Quelques planches de sapin brut, deux tréteaux en métal, un vieil attaché-case et une rame de feuilles A4 chiffonnées. Ajoutez une plume en verve et beaucoup d’imagination et vous obtenez un spectacle d'une bonne heure né d'un événement qui n'a duré qu'une petite poignée de secondes.
Le 27 mai 2019, le Biennois Antoine Zivelonghi chute de 35 mètres lors d'un cours de parapente. Parapente en torche, chute en vrille et atterrissage brutal sur un champ, les vertèbres en bataille et les pensées qui carburent pendant et après. Antoine Zivelonghi n'a pas perdu connaissance. Il se souvient de tout.
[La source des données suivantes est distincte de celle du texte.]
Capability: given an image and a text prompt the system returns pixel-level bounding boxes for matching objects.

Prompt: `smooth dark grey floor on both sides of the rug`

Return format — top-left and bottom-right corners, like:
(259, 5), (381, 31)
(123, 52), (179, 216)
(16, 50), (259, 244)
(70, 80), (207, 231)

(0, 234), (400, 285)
Comédien, circassien, le voici condamné pour un temps à l'immobilité. Et c'est ainsi que nait son nouveau spectacle "L'art de la chute". L'essentiel, diraient certaines, c'est de savoir rebondir. Même au terme d'une chute vertigineuse correspondant à un immeuble de dix étages. Aujourd'hui, l'homme dit "grincer" un peu, la motricité est revenue, l'humour aussi.
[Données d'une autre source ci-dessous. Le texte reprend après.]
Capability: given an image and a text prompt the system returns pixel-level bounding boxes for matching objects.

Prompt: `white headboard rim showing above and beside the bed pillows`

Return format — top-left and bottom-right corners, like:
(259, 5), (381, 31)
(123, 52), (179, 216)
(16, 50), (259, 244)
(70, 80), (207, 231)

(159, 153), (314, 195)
Drôle de mot: la chute. Dans une chronique, une blague, ça désigne le final. Il y a intérêt à ce qu'elle soit percutante pour un effet maximal. En parachutisme, on parle de chute libre, donc de chute volontaire. Dans les dessins animés américains, le coyote a le temps sauter la falaise, marcher dans le vide, s'arrêter, nous raconter quelque chose… avant de tomber comme une pierre. La chute d'un dictateur, ça s'appelle une révolution, donc un cycle, une boucle. Et dans une salle de théâtre, on se dit chut! Et puis tout devient noir…
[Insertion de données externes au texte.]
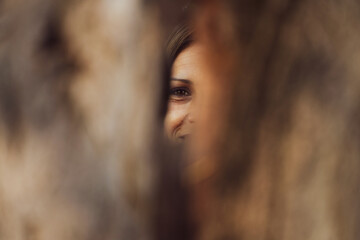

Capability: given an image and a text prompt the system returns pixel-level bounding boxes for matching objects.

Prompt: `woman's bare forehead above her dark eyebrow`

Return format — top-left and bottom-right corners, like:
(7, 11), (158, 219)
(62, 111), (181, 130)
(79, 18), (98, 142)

(171, 43), (205, 81)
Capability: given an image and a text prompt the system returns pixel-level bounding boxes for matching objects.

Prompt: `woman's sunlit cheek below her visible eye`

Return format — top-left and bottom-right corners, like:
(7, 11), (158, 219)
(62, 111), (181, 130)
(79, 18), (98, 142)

(165, 102), (187, 136)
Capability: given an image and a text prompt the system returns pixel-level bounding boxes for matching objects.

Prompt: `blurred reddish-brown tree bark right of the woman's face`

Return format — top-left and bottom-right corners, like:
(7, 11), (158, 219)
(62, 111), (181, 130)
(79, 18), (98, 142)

(193, 0), (360, 240)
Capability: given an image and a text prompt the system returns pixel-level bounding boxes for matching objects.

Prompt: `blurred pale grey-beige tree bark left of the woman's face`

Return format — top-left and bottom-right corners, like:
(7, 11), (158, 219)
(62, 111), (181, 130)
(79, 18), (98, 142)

(0, 0), (165, 240)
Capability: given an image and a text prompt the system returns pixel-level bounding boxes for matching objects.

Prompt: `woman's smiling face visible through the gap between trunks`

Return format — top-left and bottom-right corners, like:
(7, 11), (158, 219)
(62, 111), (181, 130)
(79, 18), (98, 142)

(165, 43), (206, 142)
Embarquer le public dans le vertige
Antoine Zivelonghi et sa compagne et complice Nina Pigné sortent de l'Ecole Dimitri, ce lieu au carrefour du clown, de la pantomime et du théâtre. On y apprend à parler de la vie avec le corps, la parole et les objets les plus divers. Leur compagnie s'appelle L'atelier de l'inventeur et c'est tout un symbole. Tout événement est potentiellement un combustible à spectacle. Avant d'aborder "L'art de la chute", il y a eu "Glory Hole" où il était question de nos déjections corporelles. Le duo semble apprécier les mises en abîme: il prépare déjà un "Impact" sur le thème de la manipulation des foules.
Revenons à notre chute. Elle a un début, un milieu, une fin. C'est précisément le milieu qu'explore Antoine Zivelonghi. Il s'en passe des vertes et des pas mûres, dans ce laps de temps. La vue se brouille avec la conscience qui menace d'en référer à l'âme. Le temps presse, il s'agit de trouver un compromis et de tomber… d'accord. En embarquant le public dans ce vertige.
Thierry Sartoretti/ld
Bienne, Nebia-Poche, du mercredi 14 au dimanche 18 octobre.